Authors:G. Bacaro, S. Maccherini, A. Chiarucci, A. Jentsch, D. Rocchini, D. Torri, M. Gioria, E. Tordoni, S. Martellos, A. Altobelli, R. Otto, C. G. Escudero, S. Fernández-Lugo, J. M. Fernández-Palacios, and J. R. Arévalo
Invasion by alien plant species may be rapid and aggressive, causing erosion of local biodiversity. This is particularly true for islands, where natural and anthropogenic corridors promote the rapid spread of invasive plants. Although evidence shows that corridors may facilitate plant invasions, the question of how their importance in the spread of alien species varies along environmental gradients deserves more attention. Here, we addressed this issue by examining diversity patterns (species richness of endemic, native and alien species) along and across roads, along an elevation gradient from sea-level up to 2050 m a.s.l. in Tenerife (Canary Islands, Spain), at multiple spatial scales.
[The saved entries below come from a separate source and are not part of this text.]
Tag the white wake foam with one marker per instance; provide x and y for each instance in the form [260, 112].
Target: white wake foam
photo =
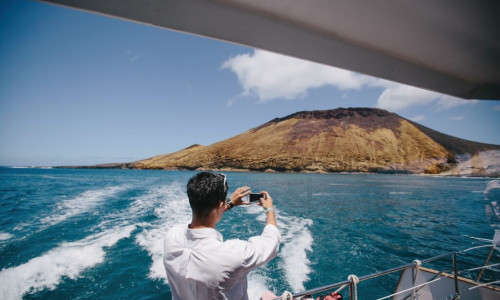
[171, 208]
[5, 236]
[256, 285]
[68, 260]
[297, 241]
[82, 203]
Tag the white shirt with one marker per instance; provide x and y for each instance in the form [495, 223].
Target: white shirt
[200, 265]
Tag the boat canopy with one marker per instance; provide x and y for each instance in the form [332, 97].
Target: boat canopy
[447, 46]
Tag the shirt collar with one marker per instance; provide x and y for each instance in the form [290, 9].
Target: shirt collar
[203, 233]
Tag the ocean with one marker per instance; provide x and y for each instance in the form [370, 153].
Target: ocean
[98, 234]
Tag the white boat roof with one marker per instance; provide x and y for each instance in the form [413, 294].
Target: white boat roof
[448, 46]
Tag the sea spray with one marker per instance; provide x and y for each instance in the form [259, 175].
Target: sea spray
[171, 208]
[297, 241]
[68, 260]
[85, 202]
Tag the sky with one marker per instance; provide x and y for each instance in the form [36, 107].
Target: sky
[80, 88]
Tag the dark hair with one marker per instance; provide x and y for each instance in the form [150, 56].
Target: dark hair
[205, 192]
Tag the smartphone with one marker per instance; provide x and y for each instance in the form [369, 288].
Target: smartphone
[256, 197]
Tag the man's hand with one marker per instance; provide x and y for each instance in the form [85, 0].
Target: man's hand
[238, 194]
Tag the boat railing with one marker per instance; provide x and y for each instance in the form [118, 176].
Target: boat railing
[354, 280]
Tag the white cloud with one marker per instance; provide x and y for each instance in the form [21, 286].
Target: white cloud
[457, 118]
[273, 76]
[270, 76]
[418, 118]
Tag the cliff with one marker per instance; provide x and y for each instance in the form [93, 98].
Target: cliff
[338, 140]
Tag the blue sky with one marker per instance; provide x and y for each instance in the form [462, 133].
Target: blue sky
[79, 88]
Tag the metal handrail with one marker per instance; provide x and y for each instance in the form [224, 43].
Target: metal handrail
[392, 270]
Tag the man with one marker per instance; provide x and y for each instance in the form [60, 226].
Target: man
[199, 264]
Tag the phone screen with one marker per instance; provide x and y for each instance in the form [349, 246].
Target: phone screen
[255, 197]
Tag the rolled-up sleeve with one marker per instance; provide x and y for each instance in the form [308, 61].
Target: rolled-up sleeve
[261, 249]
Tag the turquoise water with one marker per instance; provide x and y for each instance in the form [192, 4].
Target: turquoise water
[94, 234]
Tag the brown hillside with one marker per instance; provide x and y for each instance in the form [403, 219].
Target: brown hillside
[353, 139]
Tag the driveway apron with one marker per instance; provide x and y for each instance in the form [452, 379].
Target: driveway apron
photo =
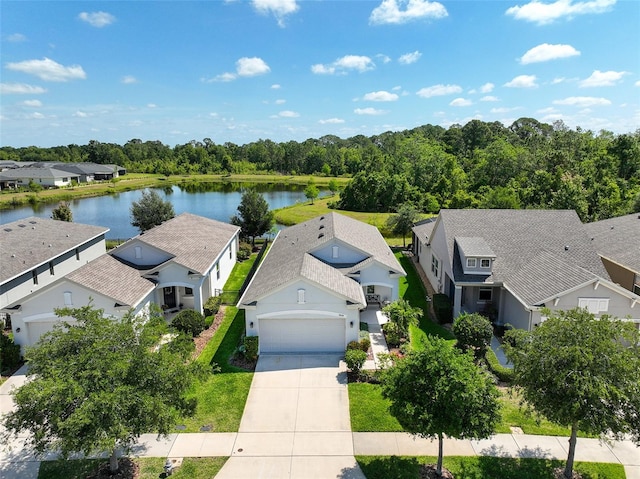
[296, 421]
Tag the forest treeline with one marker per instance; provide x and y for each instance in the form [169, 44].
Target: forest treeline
[528, 164]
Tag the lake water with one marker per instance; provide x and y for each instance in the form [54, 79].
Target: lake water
[218, 201]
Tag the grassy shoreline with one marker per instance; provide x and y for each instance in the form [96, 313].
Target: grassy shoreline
[136, 181]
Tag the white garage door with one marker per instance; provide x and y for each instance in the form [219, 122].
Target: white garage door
[302, 335]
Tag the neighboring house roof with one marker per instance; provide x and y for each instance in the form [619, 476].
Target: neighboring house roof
[194, 242]
[617, 239]
[538, 253]
[29, 172]
[30, 242]
[114, 279]
[291, 257]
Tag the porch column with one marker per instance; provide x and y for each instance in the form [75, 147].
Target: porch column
[457, 301]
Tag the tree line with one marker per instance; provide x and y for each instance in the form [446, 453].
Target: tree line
[528, 164]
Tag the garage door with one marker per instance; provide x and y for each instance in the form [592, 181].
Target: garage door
[301, 335]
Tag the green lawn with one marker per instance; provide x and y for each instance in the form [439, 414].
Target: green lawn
[384, 467]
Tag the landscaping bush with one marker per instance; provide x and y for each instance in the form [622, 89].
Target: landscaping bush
[442, 308]
[190, 322]
[212, 306]
[244, 251]
[392, 334]
[9, 352]
[355, 359]
[503, 374]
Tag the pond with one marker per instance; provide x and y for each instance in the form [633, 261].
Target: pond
[218, 201]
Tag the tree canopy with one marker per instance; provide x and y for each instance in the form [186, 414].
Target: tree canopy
[440, 391]
[254, 217]
[582, 372]
[150, 210]
[97, 384]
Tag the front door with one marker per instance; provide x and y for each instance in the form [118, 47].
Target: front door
[169, 297]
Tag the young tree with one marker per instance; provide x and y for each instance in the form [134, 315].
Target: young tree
[440, 391]
[474, 333]
[99, 384]
[402, 221]
[150, 210]
[582, 372]
[62, 212]
[254, 217]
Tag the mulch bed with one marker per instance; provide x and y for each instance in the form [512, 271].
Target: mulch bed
[127, 469]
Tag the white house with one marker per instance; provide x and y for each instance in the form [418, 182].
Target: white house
[308, 292]
[510, 264]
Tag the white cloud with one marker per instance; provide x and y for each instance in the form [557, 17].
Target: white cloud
[583, 101]
[16, 38]
[599, 78]
[487, 88]
[20, 89]
[279, 8]
[522, 81]
[48, 70]
[331, 121]
[129, 79]
[368, 111]
[380, 96]
[97, 19]
[409, 58]
[545, 52]
[343, 65]
[248, 67]
[403, 11]
[438, 90]
[460, 102]
[288, 114]
[544, 13]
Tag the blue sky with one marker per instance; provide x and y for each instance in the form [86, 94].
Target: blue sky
[238, 71]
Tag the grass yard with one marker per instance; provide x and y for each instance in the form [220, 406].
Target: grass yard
[150, 468]
[385, 467]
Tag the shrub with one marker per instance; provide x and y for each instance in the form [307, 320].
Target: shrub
[355, 359]
[190, 322]
[392, 334]
[474, 332]
[212, 306]
[442, 308]
[251, 345]
[9, 352]
[244, 251]
[502, 373]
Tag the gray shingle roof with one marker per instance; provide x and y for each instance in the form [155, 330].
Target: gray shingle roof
[30, 242]
[537, 251]
[291, 256]
[194, 242]
[114, 279]
[618, 239]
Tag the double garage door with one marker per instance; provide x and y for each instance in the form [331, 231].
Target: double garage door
[307, 335]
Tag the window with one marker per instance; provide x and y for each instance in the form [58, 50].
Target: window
[594, 305]
[485, 294]
[435, 266]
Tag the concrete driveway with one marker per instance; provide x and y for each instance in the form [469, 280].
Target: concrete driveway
[296, 422]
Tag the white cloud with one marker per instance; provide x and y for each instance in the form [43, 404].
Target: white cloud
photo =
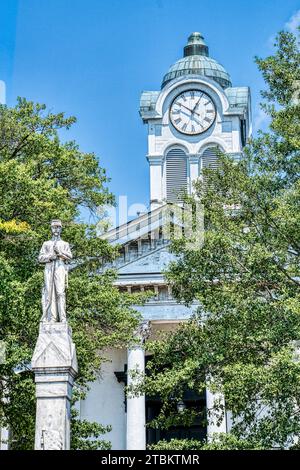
[294, 22]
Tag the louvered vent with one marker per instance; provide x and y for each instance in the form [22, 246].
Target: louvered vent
[176, 175]
[209, 160]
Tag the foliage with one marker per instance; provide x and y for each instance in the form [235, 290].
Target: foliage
[42, 178]
[243, 340]
[220, 442]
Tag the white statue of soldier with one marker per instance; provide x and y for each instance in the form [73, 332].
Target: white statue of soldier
[55, 253]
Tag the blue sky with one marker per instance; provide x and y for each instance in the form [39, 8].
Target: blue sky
[93, 58]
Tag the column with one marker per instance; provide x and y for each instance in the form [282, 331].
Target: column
[136, 409]
[156, 193]
[54, 364]
[212, 400]
[194, 170]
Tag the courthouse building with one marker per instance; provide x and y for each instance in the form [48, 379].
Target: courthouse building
[195, 112]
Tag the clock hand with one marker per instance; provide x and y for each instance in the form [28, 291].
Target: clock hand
[191, 111]
[186, 107]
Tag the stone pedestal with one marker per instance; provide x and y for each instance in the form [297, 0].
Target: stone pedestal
[55, 366]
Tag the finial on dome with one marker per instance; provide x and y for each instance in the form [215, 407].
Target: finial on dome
[196, 45]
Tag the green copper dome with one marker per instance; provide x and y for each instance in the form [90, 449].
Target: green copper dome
[196, 61]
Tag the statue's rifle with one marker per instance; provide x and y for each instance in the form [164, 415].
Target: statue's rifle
[52, 282]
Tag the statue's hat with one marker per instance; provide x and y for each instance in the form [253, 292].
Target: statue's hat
[56, 222]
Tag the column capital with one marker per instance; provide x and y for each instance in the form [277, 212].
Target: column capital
[143, 331]
[194, 158]
[155, 159]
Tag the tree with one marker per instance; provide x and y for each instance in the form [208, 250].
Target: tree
[243, 340]
[42, 178]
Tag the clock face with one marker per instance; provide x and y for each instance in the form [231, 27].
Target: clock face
[192, 112]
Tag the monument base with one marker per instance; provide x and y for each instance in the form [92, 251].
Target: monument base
[55, 366]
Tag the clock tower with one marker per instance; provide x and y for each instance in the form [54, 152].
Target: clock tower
[196, 112]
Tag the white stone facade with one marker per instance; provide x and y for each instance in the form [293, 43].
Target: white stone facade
[145, 251]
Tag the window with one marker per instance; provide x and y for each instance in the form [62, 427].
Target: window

Species richness was assessed using a multi-scale sampling design consisting of 59 T-transects of 150 m × 2 m, along three major roads each placed over the whole elevation gradient. Each transect was composed of three sections of five plots each: Section 1 was located on the road edges, Section 2 at intermediate distance, and Section 3 far from the road edge, the latter representing the “native community” less affected by road-specific disturbance. The effect of elevation and distance from roadsides was evaluated for the three groups of species (endemic, native and alien species), using parametric and non-parametric regression analyses as well as additive diversity partitioning. Differences among roads explained the majority of the variation in alien species richness and composition. Patterns in alien species richness were also affected by elevation, with a decline in richness with increasing elevation and no alien species recorded at high elevations. Elevation was the most important factor determining patterns in endemic and native species. These findings confirm that climate filtering reflected in varying patterns along elevational gradients is an important determinant of the richness of alien species (which are not adapted to high elevations), while anthropogenic pressures may explain the richness of alien species at low elevation.